Chocolate Mousse Pie Recipe Ingredient Quantities
- 1 1/2 cups chocolate cookie crumbs
- 1/4 cup unsalted butter, melted
- 8 ounces bittersweet chocolate, chopped
- 2 tablespoons unsalted butter
- 1 teaspoon vanilla extract
- 3 large eggs, separated
- 1/2 cup granulated sugar, divided
- 1 1/4 cups heavy whipping cream
- 1 tablespoon powdered sugar
- Whipped cream for garnish (optional)
- Chocolate shavings for garnish (optional)

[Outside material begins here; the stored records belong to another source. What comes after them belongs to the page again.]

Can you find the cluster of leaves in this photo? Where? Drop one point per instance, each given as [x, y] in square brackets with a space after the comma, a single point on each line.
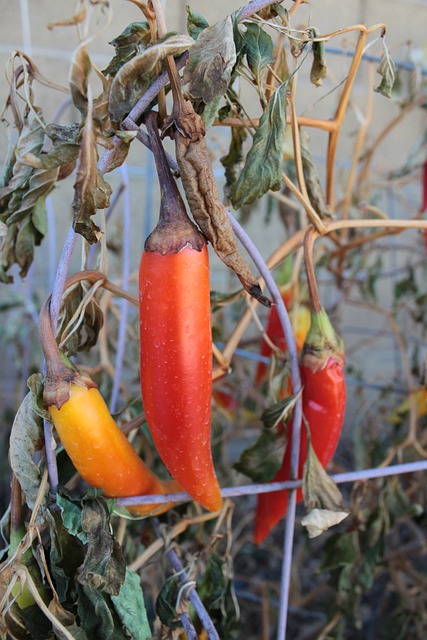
[44, 154]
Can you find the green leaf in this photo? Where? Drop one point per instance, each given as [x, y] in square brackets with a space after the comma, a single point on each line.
[130, 607]
[104, 567]
[234, 157]
[66, 554]
[133, 40]
[211, 61]
[318, 68]
[214, 583]
[134, 77]
[166, 601]
[196, 23]
[386, 69]
[259, 49]
[261, 461]
[406, 287]
[340, 551]
[264, 161]
[97, 615]
[71, 514]
[27, 430]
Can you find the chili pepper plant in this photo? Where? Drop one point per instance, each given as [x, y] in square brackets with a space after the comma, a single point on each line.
[212, 265]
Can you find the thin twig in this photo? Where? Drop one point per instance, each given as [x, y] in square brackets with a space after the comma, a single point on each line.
[270, 487]
[193, 595]
[124, 304]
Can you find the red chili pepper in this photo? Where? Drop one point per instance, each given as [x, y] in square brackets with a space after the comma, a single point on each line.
[323, 405]
[274, 331]
[176, 342]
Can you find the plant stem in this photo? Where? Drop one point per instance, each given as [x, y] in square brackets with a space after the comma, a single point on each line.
[124, 304]
[309, 239]
[193, 595]
[256, 489]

How to Make this Chocolate Mousse Pie Recipe
1. Set your oven to 350°F (175°C) to warm it up. Get a bowl and combine the melted butter (1/4 cup) with the chocolate cookie crumbs (they should be in the bowl, too). Once the two are well blended, take the mixture and press it into the bottom and up the sides of a 9-inch pie pan. It should stick to the pan and not be so loose that it falls apart. You’ll be making a crust. Now, with the pan and its contents in the preheated oven, bake the shallow pie for 8 to 10 minutes. No peeking!
2. Melt the bittersweet chocolate, chopped, and 2 tablespoons of unsalted butter in a heatproof bowl over simmering water until smooth. Remove from heat and stir in the vanilla extract. Allow to cool slightly before using.
3. In a clean bowl, using an electric mixer, beat the egg yolks with 1/4 cup of granulated sugar until they are thick and a pale yellow color. Carefully fold the warm, melted chocolate mixture into the yolk mixture.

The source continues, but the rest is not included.